How do you plan a phased commercial move around a lease handover?
On this page
You plan a phased commercial move by sequencing it to the lease timeline, not by emptying the old space the day the lease ends. The clean cutover, out on the last day and into the new space the next, looks tidy on paper and tends to fail in practice, because move-out, network setup, and getting a team working again rarely line up to the hour. A phased move builds the relocation around the handover date, moving departments in stages and keeping the old space operational until the new one is ready to carry the work.
Build a buffer into the lease dates
The foundation of a phased move is overlap. Where the budget allows, arranging the new lease to start before the old one ends gives you a window to set up, test, and migrate without a hard stop. Even a short overlap pays for itself: a brief period of paying two rents, or running internet and phones in parallel at both sites, usually costs less than the lost revenue and customer frustration of a business that goes dark during the gap. If overlap is not possible, the planning shifts to negotiating a realistic handover date and confirming exactly what condition the old space must be returned in, so move-out cleaning, repairs, and inspection are part of the schedule rather than a last-day scramble.
Sequence the departments to the timeline
With the dates set, the move is ordered so the business keeps running. A workable sequence around a handover looks like this:
- Stand up the new space first: network, phones, and core IT installed and tested before anyone relocates
- Move storage, archives, and back-office functions early, while customer-facing work stays put
- Migrate IT and servers on a planned cutover window, often after hours
- Move revenue-generating and customer-facing teams last, into a space already verified as working
- Wind down the old space, complete return-condition obligations, and hand back the keys
Moving departments in waves keeps one location functional while the other ramps up, so operations never fully stop. The teams the business depends on most move only after their new desks, network, and phones are confirmed live.
Keep continuity through the gap
The whole point of phasing to the lease is to protect the period when both spaces, or neither, are fully usable.

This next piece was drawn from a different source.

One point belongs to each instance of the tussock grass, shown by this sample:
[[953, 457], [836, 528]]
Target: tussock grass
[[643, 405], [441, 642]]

That means keeping the old office minimally operational, often a skeleton setup of a few desks and a working connection, until the new one is proven. It means keeping the old internet and phones active for a short overlap so customers reach you throughout. And it means coordinating the IT cutover, data backed up and connectivity tested in advance, so the systems that define uptime are never down at the same time at both ends.
Coordinate the parts that have to align
A handover involves more than your crew. The landlords or property managers at both ends set loading-dock access, elevator reservations, certificate-of-insurance requirements, and the move-out inspection. Lining those up against the lease dates early prevents a building rule from stalling a move you have otherwise sequenced well. Give the moving company the floor plans, the phased schedule, and the handover deadline so its crew plan matches your lease reality.
The takeaway is to treat the lease handover as the spine of the schedule. Secure a buffer or a firm handover date, move departments in waves around it, keep the old space and its connections alive until the new one is verified, and coordinate both landlords into the timeline. Planned that way, the business carries its continuity straight through the handover instead of betting everything on a single clean cutover.